A gathering of review boards appeared above my head
They approved my disposal plan, and this is what they said
They said go take the plunge, go take the plunge, go take the plunge Ca-SS-i-ni
Come take the plunge, come take the plunge, come take the plunge with me
When Cassini breaks up, so will its team. Pinning down the time of demise of a machine hurtling towards Saturn is simple, compared to predicting the impact on team members.
“There’s this culture here of steely-eyed missilemen,” says Maize. “But when we gather up, a lot of times conversations do turn to, how are you going to feel?

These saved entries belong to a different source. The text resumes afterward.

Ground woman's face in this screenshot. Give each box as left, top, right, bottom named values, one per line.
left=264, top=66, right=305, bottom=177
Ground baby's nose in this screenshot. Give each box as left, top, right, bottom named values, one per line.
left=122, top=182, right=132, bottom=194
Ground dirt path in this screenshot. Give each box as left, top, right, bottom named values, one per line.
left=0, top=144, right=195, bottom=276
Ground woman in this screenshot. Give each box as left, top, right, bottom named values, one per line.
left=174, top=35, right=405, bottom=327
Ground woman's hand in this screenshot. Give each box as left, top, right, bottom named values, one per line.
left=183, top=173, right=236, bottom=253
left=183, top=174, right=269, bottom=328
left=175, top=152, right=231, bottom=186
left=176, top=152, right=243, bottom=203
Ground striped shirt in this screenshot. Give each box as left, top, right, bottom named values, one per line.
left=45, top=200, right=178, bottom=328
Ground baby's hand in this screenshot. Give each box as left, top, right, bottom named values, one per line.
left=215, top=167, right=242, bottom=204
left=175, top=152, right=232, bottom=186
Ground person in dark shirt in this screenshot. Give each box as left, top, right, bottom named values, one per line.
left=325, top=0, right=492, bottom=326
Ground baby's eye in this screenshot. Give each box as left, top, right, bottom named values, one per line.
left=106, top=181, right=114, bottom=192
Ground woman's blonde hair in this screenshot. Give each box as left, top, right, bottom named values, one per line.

“This is what we do, and when we can’t do it anymore, when we are no longer able to explore Saturn, there’s a big transition.”
Maize has been on the mission for 17 of its 20 years, starting when it was still in its planning stages.
“To finish the mission this way is just phenomenal,” he says.
Mission planners had other options. They could have left Cassini in long, looping, endless orbits around Saturn. Instead they chose to study the rings and atmosphere up close -- which could only happen if the spacecraft were put on a spiraling course into Saturn.
“I feel a great sense of pride,” Maize says. “I’m going to be sad. You don’t like to lose the team, the camaraderie, the mission. I come out every morning and there’s something new.
“But it’s a good ending.”
Grand Finale, 4:57 a.m. –- Maize addresses the team.
“You just heard the signal from the spacecraft is gone, and within the next 45 seconds so will be the spacecraft.
“I hope you’re all as deeply proud of this amazing accomplishment. This has been an incredible mission, an incredible spacecraft, and you’re all an incredible team.
“I’m going to call this the end of mission. Project manager, off the net.”
He removes his headset for the last time. As the room applauds, he and Webster hug and exchange tight smiles.
As others mingle and hug, Anabtawi remains standing behind her chair for a few more minutes, eyes still on her monitor.
Heventhal does not dissolve into sobs. But he does dab at the corner of his right eye with a Cassini-purple handkerchief.
Only Webster, the holdout who refuses to humanize a machine, takes off her glasses to wipe away the tears.
A flash of light in an alien sky
It was morning on Saturn, when a streaking spark above the clouds outshone the sun.